About Me

Thank you for stopping by and investing the time to learn more about me and my adventures by cycle.

A few years ago, the idea of exploring the world by bicycle, living a super minimalist life and wearing the same shirt 363 days a year felt like a very alien concept. Wrapped in the rapture of “daily life”, I, like many others spent many years trading my precious time on this earth for money between the hours of 9am – 5pm.

Then something changed and so would the course of my life – forever!

My Story

Note to reader – my story starts very much like a Disney/Pixar movie with sadness and pain. But, then becomes a lot more upbeat – I promise… 

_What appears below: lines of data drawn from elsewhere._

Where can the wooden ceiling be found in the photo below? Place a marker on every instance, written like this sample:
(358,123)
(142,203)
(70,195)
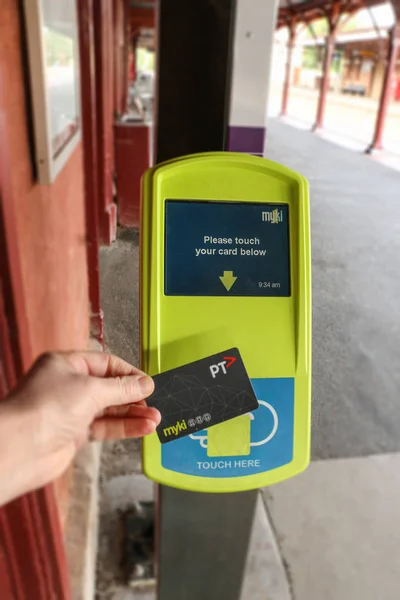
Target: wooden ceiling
(309,10)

G rowing up in England, the land of rain, fish and chips and tea, I never really had a huge sense of adventure. I had a pretty rough start with my dad committing suicide when I was 11 years old. That had a huge effect on my family, myself and the world that I had become synchronised with. We went from having a lot, to overnight having nothing! My mum had to figure out how to raise three young men whilst living hand to mouth and barely making ends meet.

Starting life like this had a huge impact on how I viewed the world, or as I like to think about it – the map I designed to navigate the world. I was so focused on “becoming someone”, of making my mum proud, of earning enough money so that I could ensure that we would never be in the same situation again as a family that I lost sight of myself. For a long time, I was locked into the popular emulsion, the matrix – if you like. I spent most of my twenties working my ass off, forging a career,  almost getting married and in all honesty being quite single-minded, ego driven and materialistic.

After the breakdown of a near 10 year relationship in 2016, I moved to Melbourne, Australia. At first, I struggled to navigate my new life. I developed an unhealthy relationship with alcohol and used it to self medicate and numb the pain. However, around the same time, I started to meet some incredible people who, through direct and indirect ways had a profound effect on my life.

I started to work with my mind and consciousness. Instead of fighting addictions, I learnt to accept, understand and thank them for their service, but ultimately - let them go!

I started to meditate, I started cycing and for a hot minute listend to Alan Watts 24/7. I took a huge interest in Buddhism, not as a “religion”, but as a toolkit… A toolkit that allowed me to sit with myself in a way that I’d never been able to before. 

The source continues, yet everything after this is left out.